I’ve spent my career surrounded by entrepreneurs. There’s a passion and enthusiasm that I find magnetic. Everywhere they look, they see opportunity. They are constantly pivoting on new market, customer, and technical inputs with incredible velocity. Most new ventures fail, but entrepreneurs approach every move with a never-say-die commitment.
Every innovation being driven by an entrepreneur has a moment of ignition. Invention sparks the momentum that entrepreneurs carry forward. At Intellectual Ventures, we believe that inventors are a special breed, play a critical role in the innovation process, and that they, and the ideas they create, have value.
An inventor latches onto a problem, and hits it with every tool in his or her arsenal. They live in the world of stretching and twisting what’s possible. The inventive process requires multiple failures that ultimately guide the direction and outcome. Inventors generate a lot of ideas, and expect to see most of them fail in order to see one of them succeed. As Thomas Edison famously said, “I have not failed, I just have found 10,000 ways that will not work.” In order for this approach to succeed, however, you have to move quickly, fail fast, learn from mistakes, and be willing to try again.
Over the past 10 years, I’ve talked to numerous groups, both here at IV Lab and outside the company, about the mindset required to innovate effectively. Tonight, I’ll be speaking with 100+ members of Seattle’s startup community, to inspire their efforts by sharing our approach to invention and showcasing some of the latest projects coming from the Lab.

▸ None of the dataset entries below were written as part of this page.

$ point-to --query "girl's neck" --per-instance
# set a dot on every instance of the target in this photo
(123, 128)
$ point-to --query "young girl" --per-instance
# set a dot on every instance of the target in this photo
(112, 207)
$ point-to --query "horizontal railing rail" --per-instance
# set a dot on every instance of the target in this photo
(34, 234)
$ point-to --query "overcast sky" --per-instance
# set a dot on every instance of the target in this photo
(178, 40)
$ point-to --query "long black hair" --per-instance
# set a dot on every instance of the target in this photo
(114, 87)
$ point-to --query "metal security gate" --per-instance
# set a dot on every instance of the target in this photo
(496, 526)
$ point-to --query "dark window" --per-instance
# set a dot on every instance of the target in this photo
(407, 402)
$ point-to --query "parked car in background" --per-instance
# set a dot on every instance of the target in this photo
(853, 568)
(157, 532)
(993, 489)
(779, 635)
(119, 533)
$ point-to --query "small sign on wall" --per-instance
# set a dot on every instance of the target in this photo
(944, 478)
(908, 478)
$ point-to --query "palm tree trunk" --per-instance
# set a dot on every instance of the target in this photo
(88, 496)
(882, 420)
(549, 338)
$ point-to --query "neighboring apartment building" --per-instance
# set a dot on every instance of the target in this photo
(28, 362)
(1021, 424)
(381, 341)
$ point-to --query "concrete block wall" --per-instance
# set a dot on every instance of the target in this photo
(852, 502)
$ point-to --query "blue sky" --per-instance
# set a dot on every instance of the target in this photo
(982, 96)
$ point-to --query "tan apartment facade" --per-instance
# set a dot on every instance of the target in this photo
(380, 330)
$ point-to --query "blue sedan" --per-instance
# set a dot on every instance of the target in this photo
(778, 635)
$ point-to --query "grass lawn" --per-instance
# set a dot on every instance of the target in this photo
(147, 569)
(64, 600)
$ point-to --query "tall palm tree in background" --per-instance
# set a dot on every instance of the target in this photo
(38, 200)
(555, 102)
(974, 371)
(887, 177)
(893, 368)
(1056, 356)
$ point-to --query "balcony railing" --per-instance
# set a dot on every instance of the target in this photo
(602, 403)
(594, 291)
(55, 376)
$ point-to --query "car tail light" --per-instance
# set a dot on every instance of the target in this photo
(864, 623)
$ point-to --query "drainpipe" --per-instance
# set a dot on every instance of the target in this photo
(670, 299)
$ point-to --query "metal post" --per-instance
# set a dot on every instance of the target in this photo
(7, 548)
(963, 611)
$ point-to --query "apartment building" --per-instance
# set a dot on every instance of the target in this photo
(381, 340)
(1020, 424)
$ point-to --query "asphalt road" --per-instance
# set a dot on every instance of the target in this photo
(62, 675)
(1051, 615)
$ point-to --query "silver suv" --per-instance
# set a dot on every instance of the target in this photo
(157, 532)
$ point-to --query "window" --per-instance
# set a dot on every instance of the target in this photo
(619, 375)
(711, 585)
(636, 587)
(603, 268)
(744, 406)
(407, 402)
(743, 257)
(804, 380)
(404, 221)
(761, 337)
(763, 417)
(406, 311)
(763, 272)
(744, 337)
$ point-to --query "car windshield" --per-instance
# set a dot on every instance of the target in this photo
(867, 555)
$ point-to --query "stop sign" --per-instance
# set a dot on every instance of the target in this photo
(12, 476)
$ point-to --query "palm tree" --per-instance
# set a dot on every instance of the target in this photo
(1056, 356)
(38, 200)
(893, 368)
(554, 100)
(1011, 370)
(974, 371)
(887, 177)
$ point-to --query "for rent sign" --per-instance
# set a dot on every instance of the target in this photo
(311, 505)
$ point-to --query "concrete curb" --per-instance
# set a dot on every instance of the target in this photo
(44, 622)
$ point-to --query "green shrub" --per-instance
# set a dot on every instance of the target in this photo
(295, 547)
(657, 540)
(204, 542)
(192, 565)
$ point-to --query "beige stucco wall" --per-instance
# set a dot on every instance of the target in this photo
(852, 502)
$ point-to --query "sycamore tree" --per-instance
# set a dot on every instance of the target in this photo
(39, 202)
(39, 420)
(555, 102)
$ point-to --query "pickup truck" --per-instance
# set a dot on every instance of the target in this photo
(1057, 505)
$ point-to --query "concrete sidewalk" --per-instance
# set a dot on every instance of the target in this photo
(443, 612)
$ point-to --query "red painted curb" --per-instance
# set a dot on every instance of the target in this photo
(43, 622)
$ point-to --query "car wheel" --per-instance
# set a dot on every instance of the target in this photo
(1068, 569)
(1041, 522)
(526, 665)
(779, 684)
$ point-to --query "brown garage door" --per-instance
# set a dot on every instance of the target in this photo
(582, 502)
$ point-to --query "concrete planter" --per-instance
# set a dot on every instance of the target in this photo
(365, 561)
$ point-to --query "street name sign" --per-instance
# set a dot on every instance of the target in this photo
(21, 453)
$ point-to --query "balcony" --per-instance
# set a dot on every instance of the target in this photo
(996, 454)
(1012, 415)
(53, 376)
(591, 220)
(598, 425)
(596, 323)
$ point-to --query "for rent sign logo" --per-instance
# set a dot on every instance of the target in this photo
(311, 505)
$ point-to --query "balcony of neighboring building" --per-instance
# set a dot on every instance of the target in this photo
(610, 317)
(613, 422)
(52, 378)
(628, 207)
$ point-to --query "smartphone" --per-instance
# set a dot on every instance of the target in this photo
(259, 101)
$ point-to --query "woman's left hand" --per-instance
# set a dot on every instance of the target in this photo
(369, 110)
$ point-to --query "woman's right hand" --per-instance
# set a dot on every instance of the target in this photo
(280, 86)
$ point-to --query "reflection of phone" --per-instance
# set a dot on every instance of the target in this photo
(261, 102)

Failing fast sounds so cliché. In today’s techno-babble, it may be. But it’s not incorrect. We just have to go a bit deeper to understand it.
The real question is: What behaviors enable failing fast? My simple answer is to innovate with clear intent.
So, what does that mean? One of my favorite business thought leaders used the following diagram (Source: “On Innovation Effectiveness,” Larry Keeley, Doblin):
Innovating with intent requires that we think deeply, test our assumptions and move forward with clear purpose and direction. When approaching a problem, we have to tackle three things before proposing solutions.
1. Diagnose the Situation. We need to stop to understand the environment in order to understand what problems may need addressing. Sometimes this includes making assumptions, and testing those assumptions with people who know more. The more time we take to understand the situation, the better chance we’ll have of actually making an impact on it.
2. Declare the Intent. We have to know what problem we are attacking. The more specific we can be about this, the better. This is the “Value Proposition,” or the “Theory of Impact.” One of my favorite baseball players of all time, Yogi Berra, once said, “If you don’t know where you’re going, you’ll end up someplace else.” The stronger the declaration of intent, the more laser focused and purposeful the initiatives will be.
3. Set Conditions for Success. This may be the most critical step, and it’s the one that’s most often skipped. Creating clear and quantifiable measures of success to gauge the impact of potential solutions provides the guiding light for all of our efforts. We can look at multiple options and pick which we think will be best. We focus debates on the metrics of a solution, and not on the creator of a solution, their judgment, or their ability to sell their point of view.
In the end, there are three reasons not to pursue an idea:
1) Lack of feasibility: physics dictate that it can’t be done;
2) Lack of value: market data says it shouldn’t be done;
3) Lack of ROI: the opportunity cost of doing it is too high – there are other things we can and should do instead.
Clearly-defined conditions for success take into account all three of these “kill modes.”
Innovating with intent is hard. It requires discipline to define the problem accurately, declare clear intent and set the right conditions to fail fast in order to succeed faster.